Ils commandèrent leurs cafés et s’assirent à une table à côté. Ryan les rejoignit mais resta muet.
— Donc, avant que nous vous demandions comment vous l’avez trouvée, M. Stacey …
— Appelez-moi Vin, dit-il.
— OK, Vin, dit-elle pour lui faire plaisir. Avant ça, je veux que vous nous parliez de Taylor. Comment était-elle ? Amicale ? Tranquille ? Facile à vivre ? Intense ?

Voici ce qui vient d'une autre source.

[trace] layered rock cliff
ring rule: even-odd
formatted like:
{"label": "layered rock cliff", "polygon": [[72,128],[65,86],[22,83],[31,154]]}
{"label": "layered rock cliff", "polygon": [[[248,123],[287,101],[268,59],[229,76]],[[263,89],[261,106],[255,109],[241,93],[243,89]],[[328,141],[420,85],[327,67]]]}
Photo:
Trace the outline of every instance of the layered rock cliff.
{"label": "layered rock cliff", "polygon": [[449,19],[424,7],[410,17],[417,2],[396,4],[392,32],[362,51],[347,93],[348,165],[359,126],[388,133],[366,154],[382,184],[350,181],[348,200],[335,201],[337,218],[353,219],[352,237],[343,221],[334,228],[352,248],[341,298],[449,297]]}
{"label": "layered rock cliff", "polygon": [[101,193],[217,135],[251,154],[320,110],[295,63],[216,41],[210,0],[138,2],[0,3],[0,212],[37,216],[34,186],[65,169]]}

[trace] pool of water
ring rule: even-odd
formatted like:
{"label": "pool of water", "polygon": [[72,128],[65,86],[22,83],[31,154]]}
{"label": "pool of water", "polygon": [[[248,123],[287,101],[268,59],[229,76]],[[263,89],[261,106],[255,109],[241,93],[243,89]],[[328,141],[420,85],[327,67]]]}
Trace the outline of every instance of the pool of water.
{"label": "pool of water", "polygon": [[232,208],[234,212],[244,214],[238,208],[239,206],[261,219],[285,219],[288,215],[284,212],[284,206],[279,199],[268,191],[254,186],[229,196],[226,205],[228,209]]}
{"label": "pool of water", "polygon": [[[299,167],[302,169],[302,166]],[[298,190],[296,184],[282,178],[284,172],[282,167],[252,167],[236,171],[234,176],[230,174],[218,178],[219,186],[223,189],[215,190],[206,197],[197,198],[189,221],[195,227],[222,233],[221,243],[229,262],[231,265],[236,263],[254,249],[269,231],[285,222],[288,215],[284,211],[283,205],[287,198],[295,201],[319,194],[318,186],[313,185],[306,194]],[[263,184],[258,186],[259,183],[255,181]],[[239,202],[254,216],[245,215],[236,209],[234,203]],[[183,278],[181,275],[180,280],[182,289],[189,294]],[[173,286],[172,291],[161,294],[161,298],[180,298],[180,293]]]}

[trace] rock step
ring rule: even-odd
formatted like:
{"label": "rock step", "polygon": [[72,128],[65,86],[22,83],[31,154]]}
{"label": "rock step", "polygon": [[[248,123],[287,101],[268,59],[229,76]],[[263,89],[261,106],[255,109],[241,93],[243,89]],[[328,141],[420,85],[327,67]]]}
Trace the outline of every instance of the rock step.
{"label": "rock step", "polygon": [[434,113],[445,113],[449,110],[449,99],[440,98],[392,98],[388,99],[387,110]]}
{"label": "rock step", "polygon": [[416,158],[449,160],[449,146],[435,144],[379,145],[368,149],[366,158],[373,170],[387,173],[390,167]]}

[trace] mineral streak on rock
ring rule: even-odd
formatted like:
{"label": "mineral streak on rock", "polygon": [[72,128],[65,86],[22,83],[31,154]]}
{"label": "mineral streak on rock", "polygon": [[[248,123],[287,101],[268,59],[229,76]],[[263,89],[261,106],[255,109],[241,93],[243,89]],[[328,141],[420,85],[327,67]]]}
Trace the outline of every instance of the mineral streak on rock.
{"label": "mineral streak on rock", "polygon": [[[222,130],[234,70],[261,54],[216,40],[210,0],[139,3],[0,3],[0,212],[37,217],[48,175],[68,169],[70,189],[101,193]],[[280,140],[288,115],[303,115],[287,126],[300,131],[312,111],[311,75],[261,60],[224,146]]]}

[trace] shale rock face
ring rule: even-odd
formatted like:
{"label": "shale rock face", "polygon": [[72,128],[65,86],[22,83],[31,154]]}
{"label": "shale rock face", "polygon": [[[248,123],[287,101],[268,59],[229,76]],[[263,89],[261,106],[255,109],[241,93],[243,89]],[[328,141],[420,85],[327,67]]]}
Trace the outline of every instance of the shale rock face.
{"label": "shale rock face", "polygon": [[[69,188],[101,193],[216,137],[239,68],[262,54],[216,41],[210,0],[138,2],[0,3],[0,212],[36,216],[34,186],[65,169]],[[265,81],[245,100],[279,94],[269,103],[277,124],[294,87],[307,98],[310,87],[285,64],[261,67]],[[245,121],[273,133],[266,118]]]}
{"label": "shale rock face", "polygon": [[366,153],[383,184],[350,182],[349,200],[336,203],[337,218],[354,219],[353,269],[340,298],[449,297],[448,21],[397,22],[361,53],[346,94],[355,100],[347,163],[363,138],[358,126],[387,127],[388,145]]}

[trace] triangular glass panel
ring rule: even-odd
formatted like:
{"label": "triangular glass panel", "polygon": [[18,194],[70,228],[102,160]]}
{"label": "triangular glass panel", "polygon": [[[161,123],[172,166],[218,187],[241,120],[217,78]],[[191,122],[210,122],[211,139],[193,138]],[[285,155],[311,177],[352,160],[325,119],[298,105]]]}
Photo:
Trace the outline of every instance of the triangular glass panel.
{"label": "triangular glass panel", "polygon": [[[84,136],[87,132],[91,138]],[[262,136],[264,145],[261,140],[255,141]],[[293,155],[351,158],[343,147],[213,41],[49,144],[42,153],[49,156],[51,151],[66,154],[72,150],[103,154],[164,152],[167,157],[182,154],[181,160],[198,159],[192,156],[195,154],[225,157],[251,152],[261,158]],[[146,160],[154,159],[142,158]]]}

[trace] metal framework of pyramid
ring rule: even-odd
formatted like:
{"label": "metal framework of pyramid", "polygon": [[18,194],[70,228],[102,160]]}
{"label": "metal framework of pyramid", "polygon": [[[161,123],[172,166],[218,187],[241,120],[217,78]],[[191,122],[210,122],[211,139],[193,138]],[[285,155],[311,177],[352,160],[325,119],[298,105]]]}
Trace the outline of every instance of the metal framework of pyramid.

— Je ne dirais pas qu’elle était facile à vivre. Elle était polie mais professionnelle avec les autres coachs et membres du personnel. Elle était plus chaleureuse avec ses clients, mais encore très commerciale. C’était comme ça qu’elle était. Certains clients aiment que comme leur coach soit un meilleur ami bavard. C’est comme ça pour moi. D’autres veulent un coach terre à terre qui l’aide à atteindre leur objectif. Pour ça, Taylor était la femme idéale.
— Quelle sorte de clients avait-elle en général ? demanda Ryan, parlant pour la première fois.
Vin regarda Jessie avec hésitation, comme s’il avait besoin qu’elle l’autorise à répondre. Elle hocha la tête d’un air rassurant et il poursuivit.
— Elle en avait de toutes les sortes, mais je dirais que plus de la moitié étaient des femmes mariées d’une trentaine ou quarantaine d’années, beaucoup de femmes au foyer riches qui essaient de perdre du poids après l’accouchement ou de rester assez ferme pour que leur mari ne s’en aille pas avec leur secrétaire.
— C’était son gagne-pain ? dit Ryan.
— Ouais. Elle était vraiment douée pour redonner courage à ces femmes et leur donner sensation qu’elles contrôlaient leur destinée. Je suis noir, homo et célibataire, et parfois, elle me donnait envie d’épouser un mec blanc d’âge moyen rien que pour prendre le contrôle de ma vie.
— Est-ce que vous étiez proches ? demanda Jessie.
— Pas tant que ça, dit-il. Nous prenions un café, parfois ici, en fait, ou nous allions boire un pot ailleurs. Parfois, tard le soir, je la raccompagnais chez elle, mais je ne dirais pas que nous étions amis, plutôt des collègues de travail qui s’entendaient bien. Je crois qu’elle m’appréciait parce que j’étais un des rares hommes de ce club qui n’essayait pas de la draguer tout le temps.